Publié le 06/05/2008 par Jean-Michel Vlaeminckx / Catégorie: Critique

"La pulsion de mort, c'est le réel en tant qu'il ne peut être pensé que comme impossible. C'est-à-dire que, chaque fois qu'il montre le bout de son nez, il est impensable. Aborder à cet impossible ne saurait constituer un espoir, puisque c'est impensable, c'est la mort, dont c'est le fondement du réel qu'elle ne puisse être pensée". 

Jacques Lacan, Le Sinthome (Séminaire XXIII).

Gerda 85

 

Un film de 64 minutes tout à fait surprenant et hétéroclite qu’on aime bien mais qui nous déconcerte because des textes très bizarres en voix-off. Surprenant, surtout à cause de plans tirés au cordeau, de cadres impeccables et d’un aspect de la couleur qui nous montre l’espace et le temps comme seuls les bons films y parviennent. Hétéroclite, puisque au lieu d’un silence (tout à fait suffisant) nous avons droit à des textes genre : « le jeu du monde…un secret qui se perdrait dans le temps », etc.

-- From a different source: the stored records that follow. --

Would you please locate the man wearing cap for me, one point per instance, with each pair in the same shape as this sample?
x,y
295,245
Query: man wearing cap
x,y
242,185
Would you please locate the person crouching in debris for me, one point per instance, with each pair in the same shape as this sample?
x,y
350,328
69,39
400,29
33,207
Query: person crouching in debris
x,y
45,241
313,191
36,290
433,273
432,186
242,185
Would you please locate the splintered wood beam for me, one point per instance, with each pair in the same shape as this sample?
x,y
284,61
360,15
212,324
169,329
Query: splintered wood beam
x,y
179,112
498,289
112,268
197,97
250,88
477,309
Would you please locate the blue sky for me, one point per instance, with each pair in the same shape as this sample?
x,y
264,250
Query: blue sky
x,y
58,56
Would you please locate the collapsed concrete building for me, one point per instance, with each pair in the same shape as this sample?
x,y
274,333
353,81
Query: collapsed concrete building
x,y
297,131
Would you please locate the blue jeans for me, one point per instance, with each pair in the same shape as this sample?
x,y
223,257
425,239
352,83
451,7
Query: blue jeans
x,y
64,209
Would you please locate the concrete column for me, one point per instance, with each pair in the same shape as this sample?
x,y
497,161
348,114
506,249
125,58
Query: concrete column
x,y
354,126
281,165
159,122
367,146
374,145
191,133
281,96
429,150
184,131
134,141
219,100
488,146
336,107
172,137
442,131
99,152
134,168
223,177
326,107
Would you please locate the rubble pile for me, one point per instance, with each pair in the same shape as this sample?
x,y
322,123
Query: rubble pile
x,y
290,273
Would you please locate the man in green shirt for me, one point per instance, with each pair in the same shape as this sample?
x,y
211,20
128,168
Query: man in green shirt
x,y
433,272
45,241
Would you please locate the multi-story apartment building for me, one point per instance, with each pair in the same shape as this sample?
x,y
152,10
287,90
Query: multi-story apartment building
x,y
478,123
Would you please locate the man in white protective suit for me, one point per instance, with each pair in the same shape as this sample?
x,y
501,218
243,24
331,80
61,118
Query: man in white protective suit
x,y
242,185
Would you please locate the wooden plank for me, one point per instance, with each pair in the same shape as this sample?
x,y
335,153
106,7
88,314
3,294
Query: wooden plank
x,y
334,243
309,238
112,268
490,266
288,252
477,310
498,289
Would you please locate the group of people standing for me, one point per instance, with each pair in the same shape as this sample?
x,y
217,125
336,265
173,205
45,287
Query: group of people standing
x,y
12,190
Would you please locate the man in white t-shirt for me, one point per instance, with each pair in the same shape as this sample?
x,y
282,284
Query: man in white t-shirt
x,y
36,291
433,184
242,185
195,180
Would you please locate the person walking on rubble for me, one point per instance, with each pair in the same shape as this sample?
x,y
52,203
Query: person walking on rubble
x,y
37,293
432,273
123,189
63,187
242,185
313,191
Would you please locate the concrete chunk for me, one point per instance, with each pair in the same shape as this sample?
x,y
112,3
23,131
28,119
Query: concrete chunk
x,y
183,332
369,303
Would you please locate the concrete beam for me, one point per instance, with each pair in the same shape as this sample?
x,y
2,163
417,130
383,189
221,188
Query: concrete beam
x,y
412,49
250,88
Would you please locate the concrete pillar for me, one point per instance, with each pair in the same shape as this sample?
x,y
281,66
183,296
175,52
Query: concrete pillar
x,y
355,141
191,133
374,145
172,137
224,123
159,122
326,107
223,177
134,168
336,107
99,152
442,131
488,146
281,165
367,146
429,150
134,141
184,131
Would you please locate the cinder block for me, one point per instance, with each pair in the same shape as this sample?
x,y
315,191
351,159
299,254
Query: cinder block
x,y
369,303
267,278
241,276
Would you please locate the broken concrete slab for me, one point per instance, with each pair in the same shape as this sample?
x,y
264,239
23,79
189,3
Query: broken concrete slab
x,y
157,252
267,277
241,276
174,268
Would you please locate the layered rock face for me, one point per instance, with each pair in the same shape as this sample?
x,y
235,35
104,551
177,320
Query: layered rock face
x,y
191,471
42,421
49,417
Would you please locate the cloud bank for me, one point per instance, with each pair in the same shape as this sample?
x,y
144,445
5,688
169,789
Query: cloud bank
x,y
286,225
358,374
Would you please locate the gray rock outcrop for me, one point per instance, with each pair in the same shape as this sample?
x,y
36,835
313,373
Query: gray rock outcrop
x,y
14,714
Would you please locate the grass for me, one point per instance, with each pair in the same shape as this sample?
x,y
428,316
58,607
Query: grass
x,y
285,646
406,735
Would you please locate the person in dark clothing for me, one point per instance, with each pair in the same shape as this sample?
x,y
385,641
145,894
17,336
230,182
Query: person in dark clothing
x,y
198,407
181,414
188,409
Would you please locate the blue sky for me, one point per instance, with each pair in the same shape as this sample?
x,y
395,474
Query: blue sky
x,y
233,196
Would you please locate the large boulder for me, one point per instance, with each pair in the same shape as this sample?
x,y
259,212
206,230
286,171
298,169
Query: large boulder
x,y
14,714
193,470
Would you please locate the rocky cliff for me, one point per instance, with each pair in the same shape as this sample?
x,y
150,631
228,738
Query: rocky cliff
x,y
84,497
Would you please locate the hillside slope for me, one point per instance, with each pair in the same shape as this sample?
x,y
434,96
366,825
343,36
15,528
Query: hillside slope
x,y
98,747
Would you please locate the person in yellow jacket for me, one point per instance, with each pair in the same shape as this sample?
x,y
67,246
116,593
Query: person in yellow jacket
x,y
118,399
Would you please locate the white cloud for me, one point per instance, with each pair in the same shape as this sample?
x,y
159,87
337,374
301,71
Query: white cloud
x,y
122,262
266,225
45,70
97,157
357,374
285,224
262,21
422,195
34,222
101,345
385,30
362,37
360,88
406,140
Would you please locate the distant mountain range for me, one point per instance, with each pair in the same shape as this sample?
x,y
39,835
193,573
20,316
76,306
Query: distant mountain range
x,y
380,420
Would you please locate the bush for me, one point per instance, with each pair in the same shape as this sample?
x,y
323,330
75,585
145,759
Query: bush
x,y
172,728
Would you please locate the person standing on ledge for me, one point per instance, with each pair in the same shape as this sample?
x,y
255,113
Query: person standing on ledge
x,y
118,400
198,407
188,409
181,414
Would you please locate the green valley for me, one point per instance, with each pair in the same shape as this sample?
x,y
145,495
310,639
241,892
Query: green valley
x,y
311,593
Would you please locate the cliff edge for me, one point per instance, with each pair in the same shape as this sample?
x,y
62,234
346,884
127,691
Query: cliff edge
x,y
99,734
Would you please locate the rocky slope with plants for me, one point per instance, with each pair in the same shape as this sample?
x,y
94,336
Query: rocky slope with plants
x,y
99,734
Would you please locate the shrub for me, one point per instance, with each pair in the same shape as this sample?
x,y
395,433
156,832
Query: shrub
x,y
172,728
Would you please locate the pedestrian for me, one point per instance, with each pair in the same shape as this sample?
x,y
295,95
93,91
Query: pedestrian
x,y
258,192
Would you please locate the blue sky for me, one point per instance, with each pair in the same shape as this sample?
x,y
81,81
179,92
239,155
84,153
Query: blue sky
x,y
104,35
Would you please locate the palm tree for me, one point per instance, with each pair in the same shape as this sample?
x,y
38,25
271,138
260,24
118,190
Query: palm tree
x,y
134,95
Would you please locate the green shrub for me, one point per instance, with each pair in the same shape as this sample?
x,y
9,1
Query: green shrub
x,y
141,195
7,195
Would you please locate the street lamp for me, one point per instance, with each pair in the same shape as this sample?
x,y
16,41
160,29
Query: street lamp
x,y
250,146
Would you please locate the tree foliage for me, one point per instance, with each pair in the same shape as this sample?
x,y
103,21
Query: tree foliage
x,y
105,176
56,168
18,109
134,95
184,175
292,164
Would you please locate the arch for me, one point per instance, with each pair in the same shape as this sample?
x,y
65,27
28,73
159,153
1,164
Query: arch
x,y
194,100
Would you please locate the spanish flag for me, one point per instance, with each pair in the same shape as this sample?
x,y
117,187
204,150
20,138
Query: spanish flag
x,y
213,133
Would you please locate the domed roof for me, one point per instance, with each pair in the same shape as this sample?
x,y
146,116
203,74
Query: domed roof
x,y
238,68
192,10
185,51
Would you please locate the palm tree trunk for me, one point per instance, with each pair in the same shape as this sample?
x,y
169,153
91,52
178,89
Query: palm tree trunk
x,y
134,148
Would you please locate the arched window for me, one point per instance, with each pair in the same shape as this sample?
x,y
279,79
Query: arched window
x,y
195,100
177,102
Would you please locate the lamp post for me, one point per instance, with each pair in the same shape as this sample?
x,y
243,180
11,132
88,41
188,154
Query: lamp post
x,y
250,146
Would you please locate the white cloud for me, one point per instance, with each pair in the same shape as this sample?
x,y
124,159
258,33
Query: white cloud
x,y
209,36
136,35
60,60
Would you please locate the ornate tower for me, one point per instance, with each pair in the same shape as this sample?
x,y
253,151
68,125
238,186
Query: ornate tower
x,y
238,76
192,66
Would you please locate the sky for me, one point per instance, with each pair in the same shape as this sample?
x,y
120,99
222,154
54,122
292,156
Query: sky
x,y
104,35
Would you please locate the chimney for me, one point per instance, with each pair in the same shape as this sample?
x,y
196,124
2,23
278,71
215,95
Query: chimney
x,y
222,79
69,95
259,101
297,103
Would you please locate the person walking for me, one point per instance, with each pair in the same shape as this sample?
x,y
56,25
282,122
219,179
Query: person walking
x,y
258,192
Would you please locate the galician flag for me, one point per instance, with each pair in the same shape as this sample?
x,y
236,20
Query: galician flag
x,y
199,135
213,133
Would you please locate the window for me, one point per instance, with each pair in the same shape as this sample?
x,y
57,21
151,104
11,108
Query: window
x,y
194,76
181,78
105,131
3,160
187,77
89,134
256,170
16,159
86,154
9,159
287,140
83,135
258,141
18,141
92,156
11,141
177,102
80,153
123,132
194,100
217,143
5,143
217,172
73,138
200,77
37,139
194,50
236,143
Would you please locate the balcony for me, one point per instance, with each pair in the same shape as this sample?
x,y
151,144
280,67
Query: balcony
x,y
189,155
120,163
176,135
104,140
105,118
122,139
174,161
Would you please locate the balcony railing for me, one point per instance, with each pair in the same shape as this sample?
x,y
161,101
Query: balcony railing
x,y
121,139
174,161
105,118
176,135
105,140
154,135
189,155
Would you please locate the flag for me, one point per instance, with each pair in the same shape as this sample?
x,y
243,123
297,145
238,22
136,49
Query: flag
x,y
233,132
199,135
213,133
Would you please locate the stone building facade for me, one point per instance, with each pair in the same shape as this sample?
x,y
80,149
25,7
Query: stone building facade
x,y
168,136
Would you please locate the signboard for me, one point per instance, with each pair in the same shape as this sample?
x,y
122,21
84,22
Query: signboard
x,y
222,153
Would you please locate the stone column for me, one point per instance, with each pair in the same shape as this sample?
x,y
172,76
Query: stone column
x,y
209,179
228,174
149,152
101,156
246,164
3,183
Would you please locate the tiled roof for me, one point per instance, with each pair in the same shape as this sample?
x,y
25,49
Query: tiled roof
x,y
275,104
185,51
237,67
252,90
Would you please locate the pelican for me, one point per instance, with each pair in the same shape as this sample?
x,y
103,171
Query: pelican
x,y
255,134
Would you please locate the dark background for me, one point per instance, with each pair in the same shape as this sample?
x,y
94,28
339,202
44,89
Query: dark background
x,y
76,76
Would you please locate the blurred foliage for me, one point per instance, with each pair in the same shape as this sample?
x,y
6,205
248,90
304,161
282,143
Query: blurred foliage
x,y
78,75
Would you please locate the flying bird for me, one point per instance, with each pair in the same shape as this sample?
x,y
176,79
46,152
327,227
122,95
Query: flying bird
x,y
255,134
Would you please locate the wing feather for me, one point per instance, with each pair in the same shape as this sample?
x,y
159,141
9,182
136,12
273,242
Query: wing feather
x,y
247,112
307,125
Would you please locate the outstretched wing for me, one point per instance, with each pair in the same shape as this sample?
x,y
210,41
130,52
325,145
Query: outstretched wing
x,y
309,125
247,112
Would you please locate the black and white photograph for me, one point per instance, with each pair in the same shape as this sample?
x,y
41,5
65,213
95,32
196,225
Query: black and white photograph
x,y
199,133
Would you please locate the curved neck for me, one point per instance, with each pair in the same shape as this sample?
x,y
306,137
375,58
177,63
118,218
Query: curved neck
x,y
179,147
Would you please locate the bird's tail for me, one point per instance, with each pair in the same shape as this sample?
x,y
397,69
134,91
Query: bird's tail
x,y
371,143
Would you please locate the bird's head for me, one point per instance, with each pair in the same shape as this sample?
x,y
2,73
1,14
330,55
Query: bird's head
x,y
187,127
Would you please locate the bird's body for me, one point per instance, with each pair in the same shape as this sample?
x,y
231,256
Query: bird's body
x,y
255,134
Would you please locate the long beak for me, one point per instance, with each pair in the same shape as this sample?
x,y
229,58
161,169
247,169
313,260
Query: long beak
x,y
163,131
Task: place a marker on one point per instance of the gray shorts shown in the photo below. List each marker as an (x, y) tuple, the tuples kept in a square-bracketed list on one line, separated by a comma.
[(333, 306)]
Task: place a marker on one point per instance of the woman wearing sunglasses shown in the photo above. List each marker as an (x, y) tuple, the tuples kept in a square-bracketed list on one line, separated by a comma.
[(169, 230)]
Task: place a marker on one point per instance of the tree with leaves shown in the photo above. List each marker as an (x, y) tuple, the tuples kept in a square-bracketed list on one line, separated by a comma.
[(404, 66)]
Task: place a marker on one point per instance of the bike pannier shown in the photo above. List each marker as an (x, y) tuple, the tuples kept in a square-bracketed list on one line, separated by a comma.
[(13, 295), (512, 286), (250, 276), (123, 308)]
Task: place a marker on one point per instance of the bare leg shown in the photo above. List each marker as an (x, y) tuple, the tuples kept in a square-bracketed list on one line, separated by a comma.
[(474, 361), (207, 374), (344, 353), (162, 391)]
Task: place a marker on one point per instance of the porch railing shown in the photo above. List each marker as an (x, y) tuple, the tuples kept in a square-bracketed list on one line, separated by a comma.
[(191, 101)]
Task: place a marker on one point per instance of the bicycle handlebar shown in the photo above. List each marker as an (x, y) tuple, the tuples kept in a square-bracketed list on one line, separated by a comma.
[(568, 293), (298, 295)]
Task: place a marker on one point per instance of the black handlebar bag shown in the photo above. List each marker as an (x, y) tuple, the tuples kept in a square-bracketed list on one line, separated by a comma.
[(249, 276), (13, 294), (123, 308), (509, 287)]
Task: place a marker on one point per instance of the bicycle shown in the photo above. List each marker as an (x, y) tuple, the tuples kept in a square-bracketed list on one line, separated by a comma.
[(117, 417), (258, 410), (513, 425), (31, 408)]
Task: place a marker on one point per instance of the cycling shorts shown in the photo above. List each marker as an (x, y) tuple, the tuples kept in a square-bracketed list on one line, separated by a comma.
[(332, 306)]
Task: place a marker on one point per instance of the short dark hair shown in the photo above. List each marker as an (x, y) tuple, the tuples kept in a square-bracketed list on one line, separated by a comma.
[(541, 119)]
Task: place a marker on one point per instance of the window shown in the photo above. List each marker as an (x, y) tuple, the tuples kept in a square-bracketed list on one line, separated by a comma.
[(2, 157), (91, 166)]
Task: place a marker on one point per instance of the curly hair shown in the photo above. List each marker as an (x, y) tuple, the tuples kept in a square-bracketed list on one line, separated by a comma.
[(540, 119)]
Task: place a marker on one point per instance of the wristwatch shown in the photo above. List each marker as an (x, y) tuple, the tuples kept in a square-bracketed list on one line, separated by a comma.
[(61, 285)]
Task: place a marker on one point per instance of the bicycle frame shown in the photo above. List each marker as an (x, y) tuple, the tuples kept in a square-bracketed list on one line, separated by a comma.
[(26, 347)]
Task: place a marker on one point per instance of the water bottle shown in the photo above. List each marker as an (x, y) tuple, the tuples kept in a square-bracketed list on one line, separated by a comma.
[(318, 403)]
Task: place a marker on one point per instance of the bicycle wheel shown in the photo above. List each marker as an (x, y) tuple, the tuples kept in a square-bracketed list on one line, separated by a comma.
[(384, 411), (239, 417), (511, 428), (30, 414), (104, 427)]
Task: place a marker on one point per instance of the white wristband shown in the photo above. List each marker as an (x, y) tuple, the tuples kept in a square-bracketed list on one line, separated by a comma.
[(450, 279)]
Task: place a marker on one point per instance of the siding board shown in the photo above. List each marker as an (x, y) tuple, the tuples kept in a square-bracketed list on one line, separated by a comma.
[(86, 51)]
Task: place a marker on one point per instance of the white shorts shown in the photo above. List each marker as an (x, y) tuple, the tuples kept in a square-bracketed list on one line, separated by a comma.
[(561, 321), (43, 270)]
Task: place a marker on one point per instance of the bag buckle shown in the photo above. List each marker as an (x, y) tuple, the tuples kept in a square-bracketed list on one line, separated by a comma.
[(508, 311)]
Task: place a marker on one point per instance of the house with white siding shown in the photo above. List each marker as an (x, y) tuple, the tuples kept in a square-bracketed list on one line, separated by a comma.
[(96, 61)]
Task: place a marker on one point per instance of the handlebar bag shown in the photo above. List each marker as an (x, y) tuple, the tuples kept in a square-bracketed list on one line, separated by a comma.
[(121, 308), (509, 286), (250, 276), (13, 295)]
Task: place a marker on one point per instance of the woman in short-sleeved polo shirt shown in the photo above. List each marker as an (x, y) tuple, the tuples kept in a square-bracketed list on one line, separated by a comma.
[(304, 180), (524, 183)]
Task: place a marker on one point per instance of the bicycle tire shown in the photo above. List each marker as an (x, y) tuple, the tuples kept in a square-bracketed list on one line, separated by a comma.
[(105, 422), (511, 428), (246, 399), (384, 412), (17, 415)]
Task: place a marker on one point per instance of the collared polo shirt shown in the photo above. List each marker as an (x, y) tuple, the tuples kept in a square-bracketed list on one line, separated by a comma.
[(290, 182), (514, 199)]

On comprend vite qu’une jeune fille post soixante-huit que les adultes espèrent faire entrer à l’Université, est tombée dans le désenchantement du monde après avoir vécu ou imaginé la possibilité d’une rupture dans la continuité du monde. Casser le vieil ordre avec le projet de fonder un monde nouveau. Modifier le réel pour vivre plutôt que pour survivre. Désirer un changement radical s'achevant par le triomphe des automatismes du profit, la victoire de l'économie, le triomphe du marché mondial (une catastrophe dont on est toujours pas sorti).

Mais autant Jean-Luc Godard (Sauve qui peut la vie) et Philippe Garrel (Le lit de la vièrge et Les Amants réguliers) voire Alain Tanner (La Salamandre) ont abordé un thème similaire de magistrale façon, autant on devient rêveur en voyant dans Gerda 85, une famille bourgeoise (moins drôle que dans Le fantôme de la bourgeoisie de Buñuel) manger des petits gâteaux en abordant des sujets gâteux ou un jeune travailleur d’usine (n’ayant pas eu la chance de faire des études) expliquer à notre révoltée déprimée son éloge du travail (pas de la paresse). Il fonde sa vie sur un avenir fait d’une future maison, d’une future voiture, etc.

Donc surprise, surprise, des moments superbes, des instants presque magiqueset un fil conducteur intéressant sur la fascination de l’échec et la pulsion de mort, mais un blabla littéraire pour lecteurs en surdose de Prozac. Coupez, à certains moments, le son, car c’est un film à voir. Bravo au Nova pour la sortie en salles.

Gerda 85 de Patricia Gélise et Nicolas Deschuyteneer.